Color, which hadn’t been a major factor in 20th century sculpture, was also important. It was given by the choice of found materials. Color was also added or subtracted by a studio assistant wielding a spray gun or an industrial sander, or else it was embellished by Chamberlain using cans of spray paint in graffiti-like drawing.
John Angus Chamberlain was born April 16, 1927, in Rochester, Ind., the son of a saloonkeeper. His parents divorced when he was 4. After Navy service in World War II, he returned to Chicago, where he had grown up in the home of his maternal grandmother, and he used the GI Bill to study hairdressing.
Chamberlain also enrolled at the School of the Art Institute of Chicago, where he became enthralled with the exceptional collection of paintings by Vincent van Gogh. Among them are vibrant canvases composed of interlocking color shapes, such as “Madame Roulin Rocking the Cradle” and “The Bedroom.” He was also taken with De Kooning’s large painting “Excavation” (1950), in which fragmented, sliding planes are held in precise visual tension across the entire surface, and Alberto Giacometti’s tall, thin, attenuated bronzes of walking figures. Both would inform Chamberlain’s later compositions.
Restless, he left school after 18 months. Chamberlain eventually landed at Black Mountain College in rural North Carolina, where his primary influences were literary.
He gravitated toward a Modernist theory free from traditional narrative and dependent on concrete imagery and structural compression, as evident in the writings of his teachers, Robert Duncan, Robert Creeley and Charles Olson. Those influences would turn up in his sculpture, where piecing together existing forms and holding them in place, physically and visually, became the primary sculptural process.
Automobiles are a loaded subject, especially in the decades following World War II in the United States, which has led some observers to ascribe specific social meanings to Chamberlain’s art. The crushed automobiles have been connected to the violent death of Abstract Expressionist painter Jackson Pollock, who wrapped his car around a tree in 1956, and then to the slightly later, 1960s car-crash paintings of Pop artist Andy Warhol. Chamberlain was skeptical. Of his choice of automobile sheet metal, the artist once said, “Michelangelo had a lot of marble in his backyard, so to speak; I had a lot of this stuff.”
Using a common material is best for sculpture, he added, because it “doesn’t get in the way of doing an uncommon thing.”
Painted sheet metal was not the only material Chamberlain employed. A large 1986 retrospective at the Museum of Contemporary Art in Los Angeles included sculptures made from Plexiglas, paper, foam rubber and aluminum foil, as well as collages, drawings and paintings.

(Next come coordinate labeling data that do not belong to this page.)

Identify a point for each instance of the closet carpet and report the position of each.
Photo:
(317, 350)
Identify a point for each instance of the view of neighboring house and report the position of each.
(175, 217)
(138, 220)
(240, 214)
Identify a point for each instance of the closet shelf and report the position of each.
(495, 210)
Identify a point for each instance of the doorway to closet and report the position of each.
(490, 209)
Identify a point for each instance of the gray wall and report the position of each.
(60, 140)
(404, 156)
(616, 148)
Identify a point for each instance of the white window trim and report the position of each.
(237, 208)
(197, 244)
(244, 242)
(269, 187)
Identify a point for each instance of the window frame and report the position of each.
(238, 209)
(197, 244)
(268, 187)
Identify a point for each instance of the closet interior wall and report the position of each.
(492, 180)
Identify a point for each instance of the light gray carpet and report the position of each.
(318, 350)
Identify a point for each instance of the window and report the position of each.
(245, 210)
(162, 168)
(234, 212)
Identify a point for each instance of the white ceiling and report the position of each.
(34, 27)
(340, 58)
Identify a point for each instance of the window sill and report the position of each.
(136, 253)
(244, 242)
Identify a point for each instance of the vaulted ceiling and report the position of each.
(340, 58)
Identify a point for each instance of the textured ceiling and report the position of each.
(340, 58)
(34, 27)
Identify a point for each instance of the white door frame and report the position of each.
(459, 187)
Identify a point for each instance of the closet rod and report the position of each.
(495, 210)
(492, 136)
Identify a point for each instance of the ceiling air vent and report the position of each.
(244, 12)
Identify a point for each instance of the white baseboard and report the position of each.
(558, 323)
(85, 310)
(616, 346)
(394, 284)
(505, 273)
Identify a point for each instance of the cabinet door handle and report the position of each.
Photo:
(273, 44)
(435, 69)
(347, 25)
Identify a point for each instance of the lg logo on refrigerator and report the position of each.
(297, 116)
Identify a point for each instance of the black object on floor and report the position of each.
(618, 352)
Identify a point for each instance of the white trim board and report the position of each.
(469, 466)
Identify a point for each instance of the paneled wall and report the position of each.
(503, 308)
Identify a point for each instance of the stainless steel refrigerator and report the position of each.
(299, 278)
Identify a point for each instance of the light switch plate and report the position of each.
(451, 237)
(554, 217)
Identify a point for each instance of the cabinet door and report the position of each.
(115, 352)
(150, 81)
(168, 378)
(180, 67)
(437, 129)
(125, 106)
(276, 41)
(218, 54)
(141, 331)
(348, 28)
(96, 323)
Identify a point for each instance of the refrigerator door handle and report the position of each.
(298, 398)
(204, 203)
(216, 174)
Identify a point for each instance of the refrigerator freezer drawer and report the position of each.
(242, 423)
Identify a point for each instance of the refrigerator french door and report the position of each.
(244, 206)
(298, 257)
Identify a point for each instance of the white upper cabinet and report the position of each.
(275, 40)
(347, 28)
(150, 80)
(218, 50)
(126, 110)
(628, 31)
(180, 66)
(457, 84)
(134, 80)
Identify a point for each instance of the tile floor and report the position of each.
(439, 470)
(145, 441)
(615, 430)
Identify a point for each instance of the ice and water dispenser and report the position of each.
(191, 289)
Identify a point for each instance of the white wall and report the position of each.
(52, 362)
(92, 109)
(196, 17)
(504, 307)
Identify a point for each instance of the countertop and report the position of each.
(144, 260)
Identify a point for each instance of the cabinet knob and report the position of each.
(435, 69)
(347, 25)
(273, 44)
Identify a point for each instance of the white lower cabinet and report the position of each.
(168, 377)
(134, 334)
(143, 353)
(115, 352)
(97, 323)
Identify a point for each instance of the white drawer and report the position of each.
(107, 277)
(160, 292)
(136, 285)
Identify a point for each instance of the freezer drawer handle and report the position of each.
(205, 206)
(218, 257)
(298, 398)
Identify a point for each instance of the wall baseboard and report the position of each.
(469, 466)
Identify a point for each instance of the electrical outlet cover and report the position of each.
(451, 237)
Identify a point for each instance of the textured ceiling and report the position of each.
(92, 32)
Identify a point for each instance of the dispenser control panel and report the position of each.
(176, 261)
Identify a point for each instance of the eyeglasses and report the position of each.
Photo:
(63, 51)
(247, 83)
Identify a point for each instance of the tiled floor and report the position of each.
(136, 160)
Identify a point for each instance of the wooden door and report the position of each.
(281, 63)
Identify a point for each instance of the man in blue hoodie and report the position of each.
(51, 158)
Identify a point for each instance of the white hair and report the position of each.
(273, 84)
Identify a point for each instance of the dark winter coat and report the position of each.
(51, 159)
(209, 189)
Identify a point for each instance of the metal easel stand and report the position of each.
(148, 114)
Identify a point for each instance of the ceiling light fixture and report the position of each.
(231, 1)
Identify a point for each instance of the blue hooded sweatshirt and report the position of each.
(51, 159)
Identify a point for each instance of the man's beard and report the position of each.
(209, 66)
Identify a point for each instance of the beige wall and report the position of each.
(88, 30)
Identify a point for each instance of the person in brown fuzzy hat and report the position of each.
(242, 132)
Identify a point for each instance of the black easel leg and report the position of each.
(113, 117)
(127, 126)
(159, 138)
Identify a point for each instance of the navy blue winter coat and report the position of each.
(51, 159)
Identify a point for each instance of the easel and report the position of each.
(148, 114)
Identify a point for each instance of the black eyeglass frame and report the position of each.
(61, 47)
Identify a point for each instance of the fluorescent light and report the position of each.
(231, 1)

Chamberlain spent considerable time in Los Angeles, especially in the late 1960s and early 1970s, where several of the foam-rubber sculptures were made. In the 1980s, he moved his studio to Sarasota, Fla., and most recently he was working in Shelter Island, N.Y. His sculpture is in the permanent collections of many museums internationally, including MOCA; the Los Angeles County Museum of Art; the Chinati Foundation in Marfa, Texas; New York’s Museum of Modern Art; and Tate Modern in London.
Chamberlain was married four times; two marriages ended in divorce. His wife Elaine died in 1973, and their son Jesse died in 1999. He is survived by their children Angus and Duncan, as well as by Prudence Fairweather and her daughters, Alexandra and Phoebe.